Convoy explicitly structured a portion of its strategy to contain beta exposure, or performance in line with the market, said Wang. It currently manages internal and friends-and-family money and is seeking to raise as much as $200 million. The fund requires a minimum investment of $500,000, Wang said, lower than the standard $1 million.

All Weather

Wang worked for $160 billion Bridgewater from 2008 to 2012 and was an analyst on the investment team for the Westport, Connecticut-based firm’s $80 billion All Weather strategy. Wu, 32, worked at Bridgewater from 2007 to 2010 on the operations team.

Wang said for the industry to keep growing fees should come down. Managers are lured by high performance fees to take unnecessary risk in order to gain outsized profits, a gamble that can be particularly dangerous in a low interest-rate environment where expected returns have decreased to about 5 percent versus as much as 10 percent.

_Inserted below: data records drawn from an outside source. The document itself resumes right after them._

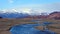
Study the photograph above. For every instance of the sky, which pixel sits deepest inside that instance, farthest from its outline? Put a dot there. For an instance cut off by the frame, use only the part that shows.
(30, 6)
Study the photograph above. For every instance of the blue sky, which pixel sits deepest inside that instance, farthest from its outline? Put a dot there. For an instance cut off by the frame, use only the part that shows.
(43, 5)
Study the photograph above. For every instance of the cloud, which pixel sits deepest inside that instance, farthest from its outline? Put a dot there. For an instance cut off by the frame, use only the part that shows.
(10, 1)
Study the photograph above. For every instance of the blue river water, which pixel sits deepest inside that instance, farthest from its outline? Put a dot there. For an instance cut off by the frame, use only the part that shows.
(28, 29)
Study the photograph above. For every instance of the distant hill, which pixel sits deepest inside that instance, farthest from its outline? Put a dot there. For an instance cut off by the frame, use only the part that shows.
(13, 15)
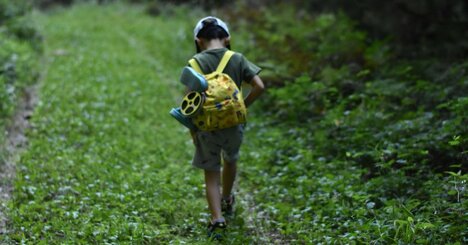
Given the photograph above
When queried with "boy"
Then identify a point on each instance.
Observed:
(212, 40)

The Convoy Funds LP, which bet on and against diversified holdings of stocks, bonds, commodities and currencies, rose 10 percent this year through June and returned an annualized 14 percent since starting in November. The strategy aims to post annual returns of 10 percent. Comparatively, macro managers gained 1 percent this year through the same period and hedge funds on average have climbed 2.5 percent, according to data compiled by Bloomberg.

Finding Alpha

Some allocators to hedge funds, who boosted capital to an eighth-consecutive quarterly record in the second quarter, aim to mainly pay for alpha, or returns that exceed benchmark indexes. Massachusetts PRIM’s campaign to cut costs in its hedge-fund investments is paralleled by other pensions, including the State of Wisconsin Investment Board, which requires the system to keep at least 70 percent of a fund’s return after subtracting factors such as beta exposure before it pays fees.

Clients have made progress bringing fees down from what was the long-standing norm of a 2 percent management fee plus 20 percent of profits. The structure helped make billionaires out of top-performing managers including Dalio, Appaloosa Management LP’s David Tepper and Paulson & Co.’s John Paulson, who were among last year’s highest-earning investors. It’s also made some less successful managers small fortunes.

“Investors continue to pay fees that are too high and they’ll probably do that for a while longer,” Lack said. “Fees should probably be more differentiated than they are.”